Anyway, it's been a good little stay here. I'm actually kind of looking forward to putting on my headphones tomorrow - I've been listening to The Good, the Bad, and the Queen quite a bit - and watching some Thai countryside fly by. I'm staying with friends of friends in Chiang Mai. Hopefully they'll be good people.

Enjoy the pictures.

Saturday, February 10, 2007

Reflecting on the Clock

In "Tristes Tropiques," Levi-Strauss has a phenomenal chapter about the nature of travelling. Unfortunately I don't have the book in front of me right now, but what calls it to mind for me - and it is very often called to mind for me - is that I'm sitting in a very Starbucks-like internet cafe right in Mae Sot. Why does this cafe exist?
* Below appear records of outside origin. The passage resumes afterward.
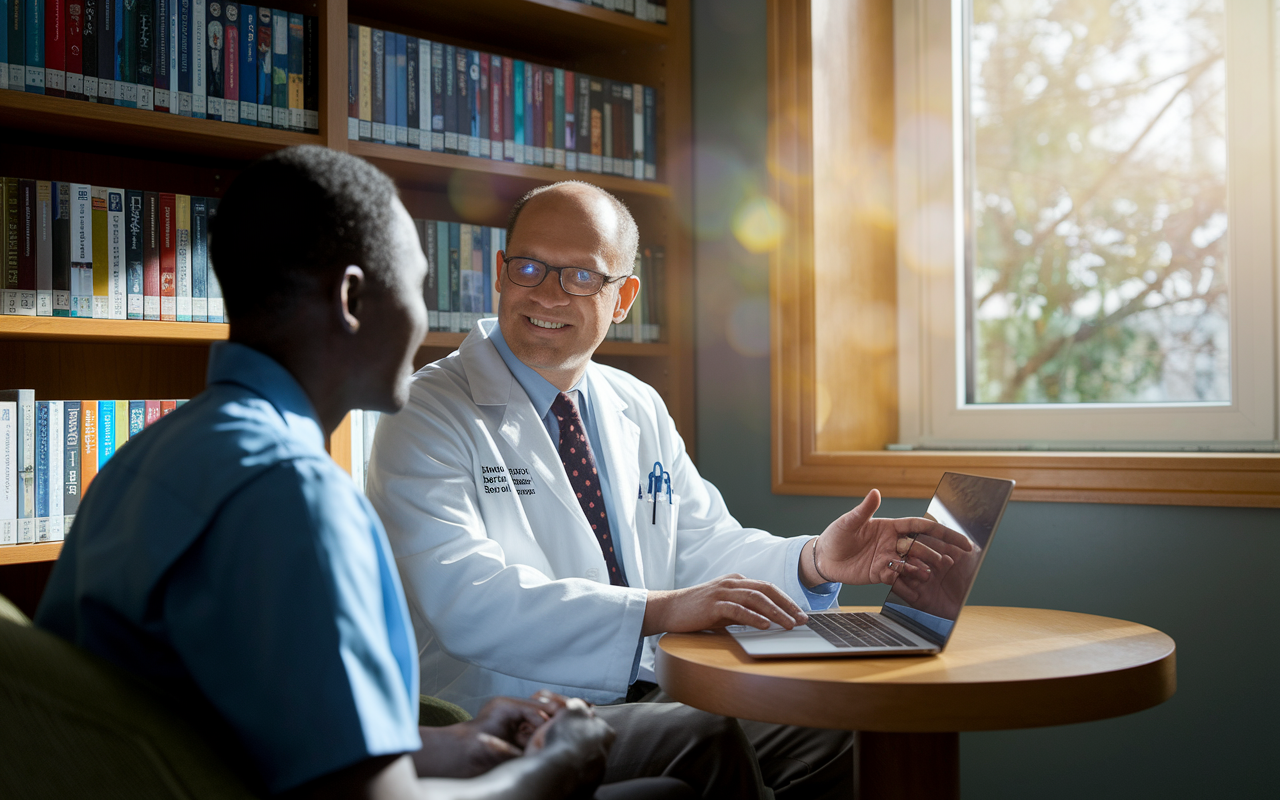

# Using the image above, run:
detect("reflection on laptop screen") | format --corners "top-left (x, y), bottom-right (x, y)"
top-left (881, 473), bottom-right (1014, 645)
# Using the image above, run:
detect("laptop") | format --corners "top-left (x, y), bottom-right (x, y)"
top-left (727, 472), bottom-right (1015, 658)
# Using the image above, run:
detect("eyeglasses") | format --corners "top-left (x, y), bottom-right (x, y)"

Is it "a good thing"? Why does such a large part of me dislike it? (If I dislike it, why am I here?)

Even in the six months that I've been gone, Mae Sot has grown considerably. This cafe is evidence of this, as is this *huge* grocery store towards the north end of town called Tesco. It's not exactly Wal-Mart, but it certainly smacks of A&P, or some other such large supermarket. I don't like it.
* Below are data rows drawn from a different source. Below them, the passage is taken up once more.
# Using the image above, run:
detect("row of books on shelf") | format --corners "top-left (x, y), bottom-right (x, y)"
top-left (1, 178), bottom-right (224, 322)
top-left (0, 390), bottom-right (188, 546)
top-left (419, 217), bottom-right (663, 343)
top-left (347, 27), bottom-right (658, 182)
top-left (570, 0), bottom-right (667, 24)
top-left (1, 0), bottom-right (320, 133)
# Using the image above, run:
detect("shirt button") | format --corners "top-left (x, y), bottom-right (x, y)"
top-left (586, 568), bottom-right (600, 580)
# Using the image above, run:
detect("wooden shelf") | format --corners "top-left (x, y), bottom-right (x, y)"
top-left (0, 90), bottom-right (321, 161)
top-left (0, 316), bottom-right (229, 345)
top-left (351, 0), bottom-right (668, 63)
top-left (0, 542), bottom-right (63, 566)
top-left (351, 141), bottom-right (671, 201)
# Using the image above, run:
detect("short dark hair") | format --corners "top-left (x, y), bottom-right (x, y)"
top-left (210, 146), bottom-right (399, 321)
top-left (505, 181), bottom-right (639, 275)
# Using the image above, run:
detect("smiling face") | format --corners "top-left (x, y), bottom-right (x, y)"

But what of this dislike? Levi-Strauss encounters a similar issue in his travels in Brazil - that is, he, too, has unsettling "run-ins with modernity" (my phrase, not his) that make him long for some time past, a time in which a "purer" existence could have been experienced. But he is wiser than I. What he argues is that had he arrived earlier, he would have experienced the same wish, the wish to have seen the society at hand another 200 or 300 years earlier. For every present, there is a purer past. It is impossible to find the right moment, in that sense. And what's more, he says - and here he is very much in his role as a fairly scientific anthropologist - that arriving earlier would mean forgoing data sets and lines of inquiry that are available to him now.
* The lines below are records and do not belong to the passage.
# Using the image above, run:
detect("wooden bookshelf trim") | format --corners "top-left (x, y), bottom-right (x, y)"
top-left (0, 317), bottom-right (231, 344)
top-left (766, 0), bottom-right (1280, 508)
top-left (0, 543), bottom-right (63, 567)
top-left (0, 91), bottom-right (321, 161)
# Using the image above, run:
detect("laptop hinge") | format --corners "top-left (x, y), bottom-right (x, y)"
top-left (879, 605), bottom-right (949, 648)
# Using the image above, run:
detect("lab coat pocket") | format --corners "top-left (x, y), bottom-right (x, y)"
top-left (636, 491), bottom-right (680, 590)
The clock, then, is an elusive thing. It can always be turned back. One can always turn it back further, and once one steps out of the time machine in that earlier present, one is still looking for an earlier present. And so it is with me. Had I arrived in Mae Sot in the early 1990s, I would have decried the state of the town as beset by damaging business interests even then - and I would have longed for the 1980s. The lesson, it seems, is to recognize oneself - not without a tinge of sadness, but not, also, without an amount of redemption - as endlessly, hopelessly contemporary, despite all wishes for the crystalline past. As Levi-Strauss says, "Yet I exist." (That is a sentence I can quote without the book in front of me.)

I haven't loaded any new pictures onto my machine yet, so I'll try to get some of those up soon. For now, I hope my sketched out - and sketchy - thoughts may be something more than rambling.

Monday, February 05, 2007

The Road Back to Mae Sot is Nice, Too


On Wednesday, I hoist a very full pack upon my back, send a wave and a smile over my shoulder and poof - I am once again in transit. I am slowly getting in what would seem to be the appropriate frame of mind for my upcoming journey, a frame of mind somewhere between constant daydreaming ("Yes, I'll take two mangos, please.") and constant clinging (to friends and family at home, that is). I will also finally begin checking out the blogs - namely Casey's and Arielle's - of my fellow wanderers.

And a wanderer is what I will be. Hopeful itinerary, forthwith:

2/7 - 2/23: Thailand (Bangkok, Mae Sot, and Chiang Mai)
2/23 - 2/25: Beijing
2/25 - 6/8: Mongolia (Ulaanbaatar and other aimags)*
6/8 - 8/6: Thailand (Mae Sot, primarily)

The picture is from Angkor Wat. I took it - and many others, truth be told - at sunrise. Think symbolism. Setting out. Levi-Strauss, anyone?

* "Aimag" apparently is the Mongolian equivalent of "province," or state - you know. We'll be traveling around Mongolia a fair amount.